Another time we were awakened by some deer, sniffing our sleeping bags, trying to figure out what or who we were. Then there was the night Alex and I had to hold our dog to keep her from running off with some coyotes that came all the way into camp to try and lure her away. I actually had to get out of the bag and chase them off so we could get some sleep!

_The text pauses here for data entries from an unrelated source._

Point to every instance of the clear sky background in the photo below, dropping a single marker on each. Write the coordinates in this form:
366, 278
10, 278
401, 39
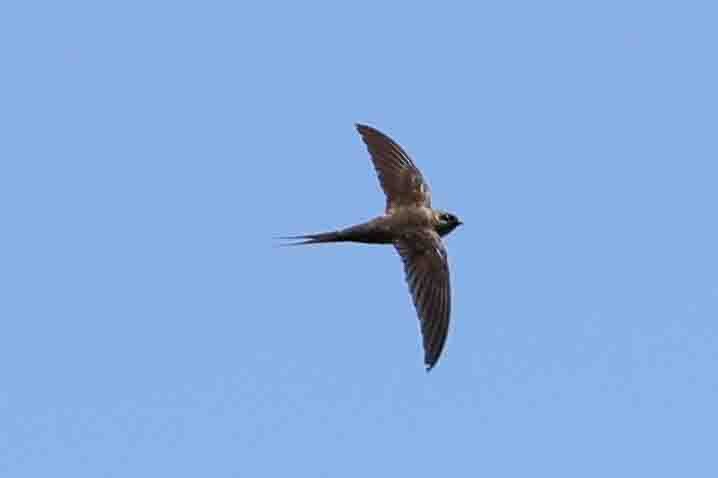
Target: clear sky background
150, 152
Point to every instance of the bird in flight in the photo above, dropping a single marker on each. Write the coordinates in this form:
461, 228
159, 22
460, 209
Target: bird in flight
415, 229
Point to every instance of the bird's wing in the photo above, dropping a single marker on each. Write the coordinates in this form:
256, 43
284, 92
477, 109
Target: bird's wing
400, 179
427, 273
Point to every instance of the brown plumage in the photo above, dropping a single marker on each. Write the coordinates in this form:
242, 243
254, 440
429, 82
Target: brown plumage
415, 230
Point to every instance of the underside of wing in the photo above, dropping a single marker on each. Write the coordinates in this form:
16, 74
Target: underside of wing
400, 179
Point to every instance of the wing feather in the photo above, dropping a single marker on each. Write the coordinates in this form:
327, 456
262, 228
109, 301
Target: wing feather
400, 179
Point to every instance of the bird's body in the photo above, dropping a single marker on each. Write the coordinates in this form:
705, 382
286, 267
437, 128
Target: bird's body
415, 230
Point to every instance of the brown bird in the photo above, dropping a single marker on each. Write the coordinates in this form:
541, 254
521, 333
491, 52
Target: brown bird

However the best winter camping experience was one Saturday night when Alex and Peter Sam were out camping on the 96 Ranch. The phone rang at 2:30 a.m. The dread of all parents! It was Alex. He and Peter were lying in their bags open to the sky. Twenty feet away, in the light of the flashlight was an animal. Alex asked if there were mountain lions in Gothenburg. I said it was possible and that one had been seen on the 96 more than once. He said he thought they were looking at one. We had two dogs at the time; a smaller dog named Lilly and a lab named Minnie. I asked if the animal was “Lilly-sized” or “Minnie-sized”. He said it was bigger than Minnie and that it was hissing and whipping its tail back and forth! Yep, Alex was looking at a mountain lion!
He asked what to do. I said both of you stand up and yell. It worked. The mountain lion left, they went to the pickup and got the shotgun and I don’t think either slept any more that night.
While just about everything else is shut down, the out-of-doors is still wide open. Get permission and take the kids on an early spring camping trip. Cook hotdogs and smores, tell stories, and who knows, maybe you’ll even get to see a mountain lion. How cool would that be!